Pertenezco a ella. A la de los grandes sueños y de ideales profundos, a la generación que pensó que era posible cambiar el mundo, sin darnos cuenta siquiera que el mundo nos cambió a nosotros.
Atrás quedaron los valores, los principios y las esperanzas de que todo podría ser mejor. Se impuso el dinero como valor absoluto, la pequeñez humana, la ambición desmedida, la envidia desatada y las ansias de poder, donde la corrupción no se detiene y no da tregua.
La delincuencia se ha tomado las calles y los homicidios se multiplican. Existen muchas otras cosas que nos complican y nos mortifican el día a día.
¿Qué nos pasó?, nos preguntamos con un dejo de nostalgia y no tenemos respuesta. No sabemos cómo ni en qué momento, se impuso la mediocridad, el desorden, la violencia y la basura.

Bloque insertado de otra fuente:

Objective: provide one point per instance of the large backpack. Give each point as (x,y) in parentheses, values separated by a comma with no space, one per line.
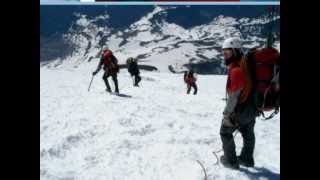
(264,68)
(110,61)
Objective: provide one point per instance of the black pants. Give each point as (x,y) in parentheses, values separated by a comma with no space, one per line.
(137,79)
(114,78)
(194,86)
(247,132)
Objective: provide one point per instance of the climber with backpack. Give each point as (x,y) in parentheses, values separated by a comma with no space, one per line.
(133,69)
(239,112)
(253,86)
(190,79)
(110,67)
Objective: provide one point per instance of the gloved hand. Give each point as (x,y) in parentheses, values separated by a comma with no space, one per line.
(228,122)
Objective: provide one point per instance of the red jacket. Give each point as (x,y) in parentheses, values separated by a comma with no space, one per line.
(236,78)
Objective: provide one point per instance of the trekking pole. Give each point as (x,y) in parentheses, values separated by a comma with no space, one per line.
(132,77)
(90,83)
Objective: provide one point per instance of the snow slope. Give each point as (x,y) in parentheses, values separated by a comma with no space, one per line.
(157,132)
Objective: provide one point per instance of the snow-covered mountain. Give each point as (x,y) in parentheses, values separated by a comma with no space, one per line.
(156,131)
(156,41)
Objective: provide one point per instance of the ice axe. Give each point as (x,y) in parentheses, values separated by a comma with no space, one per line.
(90,83)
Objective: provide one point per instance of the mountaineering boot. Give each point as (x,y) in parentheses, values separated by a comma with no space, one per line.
(248,162)
(227,164)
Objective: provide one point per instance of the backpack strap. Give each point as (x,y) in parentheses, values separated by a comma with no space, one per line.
(276,111)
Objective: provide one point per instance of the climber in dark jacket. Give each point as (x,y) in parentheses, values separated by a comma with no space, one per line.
(133,69)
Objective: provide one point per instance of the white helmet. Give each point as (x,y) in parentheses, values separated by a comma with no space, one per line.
(234,43)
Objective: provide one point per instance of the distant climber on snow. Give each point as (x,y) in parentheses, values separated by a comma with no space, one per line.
(190,79)
(133,69)
(110,67)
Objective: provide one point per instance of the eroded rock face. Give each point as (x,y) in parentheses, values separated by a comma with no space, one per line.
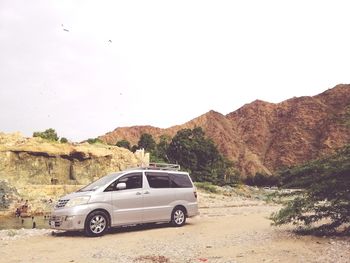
(36,161)
(262,136)
(38,170)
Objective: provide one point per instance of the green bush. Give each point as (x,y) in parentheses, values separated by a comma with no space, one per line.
(124,144)
(322,204)
(49,134)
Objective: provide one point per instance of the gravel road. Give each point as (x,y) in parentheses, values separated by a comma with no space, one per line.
(229,229)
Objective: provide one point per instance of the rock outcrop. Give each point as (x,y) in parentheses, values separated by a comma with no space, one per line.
(38,170)
(264,137)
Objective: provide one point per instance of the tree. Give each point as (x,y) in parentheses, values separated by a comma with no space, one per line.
(49,134)
(63,140)
(324,195)
(134,148)
(198,154)
(123,143)
(159,154)
(94,140)
(147,142)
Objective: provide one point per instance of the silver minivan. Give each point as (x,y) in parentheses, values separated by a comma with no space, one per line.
(157,193)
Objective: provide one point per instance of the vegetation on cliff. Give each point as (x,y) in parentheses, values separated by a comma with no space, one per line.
(322,203)
(194,152)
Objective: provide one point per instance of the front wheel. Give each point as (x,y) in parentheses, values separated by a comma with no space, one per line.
(96,224)
(178,217)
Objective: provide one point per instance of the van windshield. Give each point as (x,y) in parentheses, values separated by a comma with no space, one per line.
(100,182)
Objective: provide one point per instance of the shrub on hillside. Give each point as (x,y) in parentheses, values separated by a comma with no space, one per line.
(49,134)
(323,202)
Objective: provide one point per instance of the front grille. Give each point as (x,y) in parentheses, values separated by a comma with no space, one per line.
(57,219)
(61,203)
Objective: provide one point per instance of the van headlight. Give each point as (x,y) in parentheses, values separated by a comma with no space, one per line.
(78,201)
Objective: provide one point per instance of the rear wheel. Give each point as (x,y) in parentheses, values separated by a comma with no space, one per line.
(96,224)
(178,216)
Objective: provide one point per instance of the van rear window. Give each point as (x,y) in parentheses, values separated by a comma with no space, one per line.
(156,180)
(180,181)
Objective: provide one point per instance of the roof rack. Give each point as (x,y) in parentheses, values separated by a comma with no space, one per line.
(160,166)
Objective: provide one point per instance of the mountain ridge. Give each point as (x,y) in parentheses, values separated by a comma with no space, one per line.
(262,137)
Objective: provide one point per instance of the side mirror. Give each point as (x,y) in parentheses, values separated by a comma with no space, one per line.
(121,186)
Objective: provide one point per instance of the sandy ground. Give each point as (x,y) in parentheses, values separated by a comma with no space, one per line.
(229,229)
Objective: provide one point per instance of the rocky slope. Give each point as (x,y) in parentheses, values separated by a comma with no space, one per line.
(262,136)
(38,170)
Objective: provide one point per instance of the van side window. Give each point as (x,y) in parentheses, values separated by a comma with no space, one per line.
(180,181)
(132,181)
(158,180)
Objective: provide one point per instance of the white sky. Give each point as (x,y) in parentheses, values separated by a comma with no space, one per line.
(169,61)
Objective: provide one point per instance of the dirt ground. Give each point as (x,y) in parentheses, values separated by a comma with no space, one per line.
(229,229)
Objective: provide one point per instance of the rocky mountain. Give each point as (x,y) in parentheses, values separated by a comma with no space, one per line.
(37,170)
(263,136)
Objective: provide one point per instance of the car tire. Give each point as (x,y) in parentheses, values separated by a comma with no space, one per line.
(96,224)
(178,217)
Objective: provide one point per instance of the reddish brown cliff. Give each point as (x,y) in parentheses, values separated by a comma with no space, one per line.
(262,136)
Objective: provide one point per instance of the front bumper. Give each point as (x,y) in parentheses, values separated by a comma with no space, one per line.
(68,218)
(67,222)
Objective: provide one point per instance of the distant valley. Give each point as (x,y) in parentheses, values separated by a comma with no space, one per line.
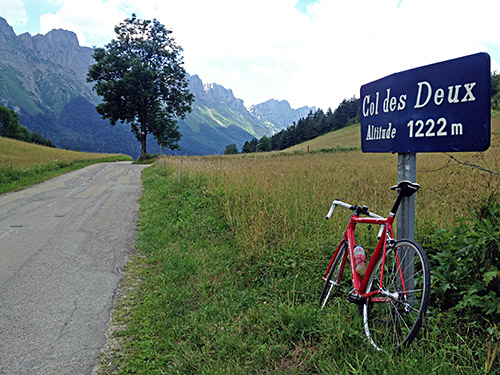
(43,79)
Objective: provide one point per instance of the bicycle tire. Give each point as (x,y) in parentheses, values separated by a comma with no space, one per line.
(334,270)
(394,323)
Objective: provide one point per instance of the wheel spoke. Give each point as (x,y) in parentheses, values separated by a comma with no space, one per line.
(393,322)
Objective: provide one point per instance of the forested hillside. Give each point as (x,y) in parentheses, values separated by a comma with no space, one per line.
(312,126)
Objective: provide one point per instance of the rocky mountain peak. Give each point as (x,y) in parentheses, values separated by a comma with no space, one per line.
(279,112)
(5,28)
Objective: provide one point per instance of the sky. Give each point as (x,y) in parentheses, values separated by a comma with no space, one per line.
(308,52)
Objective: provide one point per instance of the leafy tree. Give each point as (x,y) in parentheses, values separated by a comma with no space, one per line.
(10,128)
(142,82)
(230,149)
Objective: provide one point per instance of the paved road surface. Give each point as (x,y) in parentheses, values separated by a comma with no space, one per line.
(62,246)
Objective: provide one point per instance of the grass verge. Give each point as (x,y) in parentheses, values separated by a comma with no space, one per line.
(199,300)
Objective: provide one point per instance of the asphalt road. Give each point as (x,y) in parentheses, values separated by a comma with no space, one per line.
(63,244)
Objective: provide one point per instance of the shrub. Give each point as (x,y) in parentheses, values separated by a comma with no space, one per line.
(465,266)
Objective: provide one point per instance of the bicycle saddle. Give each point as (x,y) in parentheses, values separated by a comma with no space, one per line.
(406,188)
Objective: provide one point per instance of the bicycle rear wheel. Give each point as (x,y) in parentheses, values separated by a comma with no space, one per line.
(392,319)
(332,281)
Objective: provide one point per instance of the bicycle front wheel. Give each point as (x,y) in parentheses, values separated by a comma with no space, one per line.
(332,281)
(392,318)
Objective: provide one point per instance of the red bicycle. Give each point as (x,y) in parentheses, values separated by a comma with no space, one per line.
(392,290)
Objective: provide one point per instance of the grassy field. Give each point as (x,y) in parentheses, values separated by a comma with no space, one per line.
(228,273)
(23,164)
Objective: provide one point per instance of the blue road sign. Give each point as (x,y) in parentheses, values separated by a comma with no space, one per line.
(443,107)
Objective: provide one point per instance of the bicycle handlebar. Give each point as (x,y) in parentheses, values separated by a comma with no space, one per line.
(336,202)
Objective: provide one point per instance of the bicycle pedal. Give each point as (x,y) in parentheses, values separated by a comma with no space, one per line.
(356,298)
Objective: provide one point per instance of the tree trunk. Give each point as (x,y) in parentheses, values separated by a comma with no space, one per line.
(144,152)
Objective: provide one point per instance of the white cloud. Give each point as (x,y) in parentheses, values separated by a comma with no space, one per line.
(266,49)
(90,19)
(14,12)
(267,71)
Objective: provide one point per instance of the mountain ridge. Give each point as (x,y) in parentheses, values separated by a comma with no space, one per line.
(43,78)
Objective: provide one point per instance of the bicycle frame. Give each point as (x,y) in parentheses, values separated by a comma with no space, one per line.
(359,284)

No pudimos detenerlo, fuimos incapaces de enfrentarlo y nos metimos en un mundo que en el fondo despreciamos.
Hay dos guerras que no terminan. Los países quieren crecer sin importarles mucho como. Las ideologías, bastante pasadas de moda, todavía algunos las siguen sagradamente. La clase política mira por ella y no por quienes la eligieron. El narcotráfico impone el valor del dinero y destruye a quien se le ponga por delante. Nadie ayuda a nadie y las clases dirigentes todavía no advierten que los seres humanos a lo único que aspiran es a la FELICIDAD.
¿Es tan difícil luchar por darles este bien tan preciado y tan escaso en la actualidad? Pensamos que no, aunque constituye un nuevo sueño que la realidad puede derrotar. Ojalá que no.